É comum ainda os pais se sentirem culpados. "Os pais devem saber que filho deprimido não é resultado de defeitos deles nem necessariamente reflexo de falta de habilidade para educar", diz o escritor Andrew Solomon, portador de depressão grave e autor de um estudo premiado sobre a doença.

Desde o berço
A doença afeta até os bebês -se manifesta fisicamente, com alterações na coordenação motora, distúrbios do sono, falta de apetite, apatia e choro constante. A queixa física também surge em crianças maiores, mas, diferentemente dos adultos, ela fica nervosa e agitada, em vez de triste.
Acredita-se que a depressão é provocada por uma somatória de fatores, que inclui temperamento, experiências de vida e, cada vez mais, predisposição genética. Mas as dúvidas se estendem até a profissionais de saúde. Quando Márcia foi pedir licença de trabalho para cuidar de André, o clínico-geral a olhou com desconfiança: "Como é possível um menino de nove anos estar com depressão?".
A questão é que, na cabeça de adultos, tristeza e infância não combinam. "Basta você se lembrar da sua infância. Quem nunca se preocupou em ser aceito pelo grupo, recuperar nota vermelha ou corresponder às expectativas dos pais?", diz a psiquiatra infantil Paramjit T. Joshi, coordenadora da divisão de psiquiatria do Children's National Medical Center, um dos principais hospitais pediátricos dos EUA.
E como separar a mudança típica da idade da patológica? "Uma forma é comparar a mudança de comportamento com o que era anteriormente a criança", sugere Lee Fu I, do departamento de psiquiatria infantil do Hospital das Clínicas paulistano. "Se a criança era extrovertida e de repente se isola, pode haver um sinal."
Lidera a lista de situações familiares que "disparam" uma crise depressiva a briga dos pais, seguida por perdas (de pessoas, animais, coisas) e situações que expõem a criança a questões que sua faixa etária não consegue entender: problema financeiro da família, separação paterna, solidão e necessidade de se virar sozinhas.
Mas há o gatilho químico, uma "falha" no equilíbrio dos neurotransmissores das sensações de prazer e bem-estar. Essa falha seria transmitida geneticamente, ativada por fatores externos.

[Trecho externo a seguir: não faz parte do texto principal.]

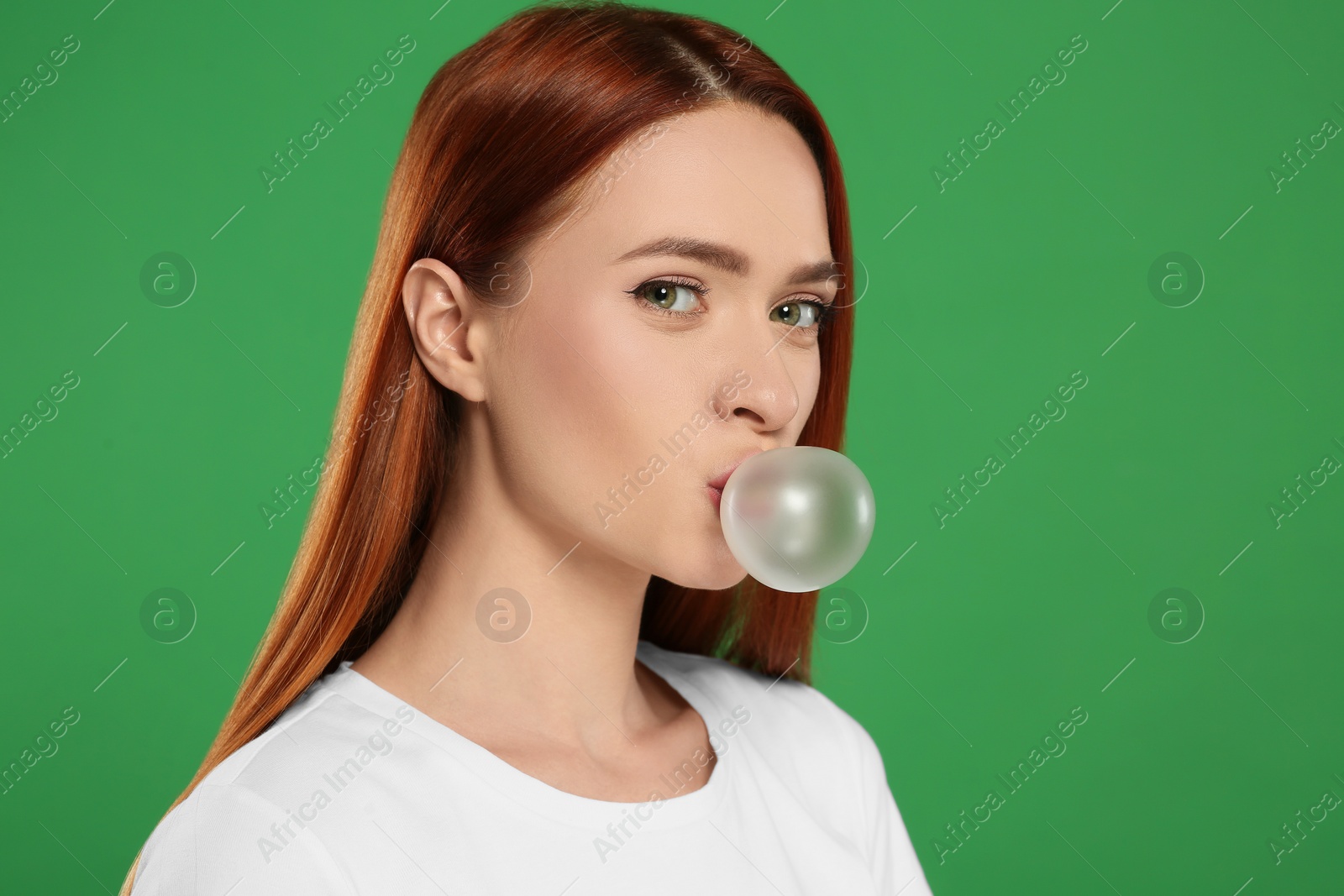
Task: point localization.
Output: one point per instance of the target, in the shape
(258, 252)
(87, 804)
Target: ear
(447, 327)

Ou seja: predisposição genética conta, mas deve haver combinação entre a parte biológica, temperamento e experiência de vida.

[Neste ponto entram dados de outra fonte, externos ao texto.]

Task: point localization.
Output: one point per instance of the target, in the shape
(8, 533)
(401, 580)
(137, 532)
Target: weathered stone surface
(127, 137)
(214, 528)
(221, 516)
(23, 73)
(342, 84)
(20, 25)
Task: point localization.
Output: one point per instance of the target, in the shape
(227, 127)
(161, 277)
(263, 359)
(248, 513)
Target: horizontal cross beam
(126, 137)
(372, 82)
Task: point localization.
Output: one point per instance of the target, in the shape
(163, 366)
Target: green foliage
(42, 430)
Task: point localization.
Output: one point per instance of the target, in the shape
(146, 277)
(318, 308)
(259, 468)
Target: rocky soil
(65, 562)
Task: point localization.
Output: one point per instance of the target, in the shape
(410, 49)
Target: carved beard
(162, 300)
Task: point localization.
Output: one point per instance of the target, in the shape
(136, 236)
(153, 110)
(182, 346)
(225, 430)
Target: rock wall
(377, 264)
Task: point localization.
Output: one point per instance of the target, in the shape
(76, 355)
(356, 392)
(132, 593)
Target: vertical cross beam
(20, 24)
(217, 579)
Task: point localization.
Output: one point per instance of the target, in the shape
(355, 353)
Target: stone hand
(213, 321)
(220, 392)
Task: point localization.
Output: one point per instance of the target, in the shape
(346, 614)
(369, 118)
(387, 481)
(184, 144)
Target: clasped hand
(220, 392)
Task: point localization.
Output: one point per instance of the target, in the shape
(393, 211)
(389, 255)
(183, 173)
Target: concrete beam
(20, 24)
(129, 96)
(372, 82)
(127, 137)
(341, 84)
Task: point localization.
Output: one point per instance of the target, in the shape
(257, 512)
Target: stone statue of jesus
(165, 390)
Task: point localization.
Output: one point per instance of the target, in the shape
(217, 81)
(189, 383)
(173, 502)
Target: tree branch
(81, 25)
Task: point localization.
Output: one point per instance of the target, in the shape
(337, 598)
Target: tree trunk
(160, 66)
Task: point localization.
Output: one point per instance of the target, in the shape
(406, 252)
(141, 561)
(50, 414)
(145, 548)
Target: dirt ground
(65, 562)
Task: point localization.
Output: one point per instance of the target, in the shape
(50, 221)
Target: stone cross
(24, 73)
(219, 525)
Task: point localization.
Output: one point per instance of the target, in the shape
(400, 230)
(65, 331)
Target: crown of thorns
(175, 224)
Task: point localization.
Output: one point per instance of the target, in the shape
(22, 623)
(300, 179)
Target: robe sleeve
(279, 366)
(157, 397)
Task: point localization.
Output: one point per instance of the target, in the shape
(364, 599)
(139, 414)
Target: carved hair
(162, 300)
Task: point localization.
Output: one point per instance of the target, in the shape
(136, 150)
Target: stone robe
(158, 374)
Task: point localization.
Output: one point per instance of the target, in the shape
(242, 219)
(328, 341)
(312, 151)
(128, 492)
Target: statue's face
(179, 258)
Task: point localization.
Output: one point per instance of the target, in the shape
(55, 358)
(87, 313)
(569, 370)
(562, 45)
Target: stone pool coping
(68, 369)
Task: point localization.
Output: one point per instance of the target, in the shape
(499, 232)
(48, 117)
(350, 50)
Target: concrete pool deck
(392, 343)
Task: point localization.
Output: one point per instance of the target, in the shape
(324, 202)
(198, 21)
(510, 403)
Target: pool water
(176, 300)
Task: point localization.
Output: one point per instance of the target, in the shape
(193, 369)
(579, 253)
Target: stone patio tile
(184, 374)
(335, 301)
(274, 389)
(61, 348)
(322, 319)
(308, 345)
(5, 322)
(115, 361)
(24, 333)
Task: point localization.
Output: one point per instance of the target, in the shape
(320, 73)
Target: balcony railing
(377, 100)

A escola é fundamental no diagnóstico. "Quase sempre há queda no rendimento escolar no quadro depressivo, principalmente em disciplinas que exigem atenção, concentração e memorização", diz a psicóloga Miriam Cruvinel, doutoranda pela Unicamp (Universidade Estadual de Campinas).
Importam também os pediatras e médicos de família, já que as queixas físicas sem causa comprovada estão entre os sintomas freqüentes da depressão infantil.
Para a psiquiatra Lee Fu, o médico de família é o alvo do alerta da FDA. Como o sistema de saúde dos EUA é estruturado em torno deles (nem sempre preparados para diagnosticar a depressão infantil), eles acabam receitando antidepressivos sem calcular o risco de efeitos indesejados.

Medo
Até profissionais de saúde mental ainda têm medo de falar sobre suicídio com a criança e os pais. "O remédio não põe idéia suicida onde ela não existe. Mas se aquilo já está lá, latente, o antidepressivo pode trazer à tona", diz Lee Fu.
Mark Riddle, chefe da divisão de psiquiatria de crianças e adolescentes do hospital Jonhs Hopkins (EUA), também defende a medicação: "A maioria dos efeitos colaterais ocorre no início do tratamento, e uma hipótese para isso é que a energia física costuma se restabelecer antes do intelecto, portanto o paciente pode acabar recuperando vitalidade suficiente para tomar uma atitude, caso já exista uma idéia suicida."
Mas é preciso dizer que, sem tratamento, a doença deixa marcas a longo prazo. "A criança está em formação, e, se parte da infância é eclipsada pela depressão, ela se torna propensa a incorporar para sempre esse estado de humor", diz Andrew Solomon.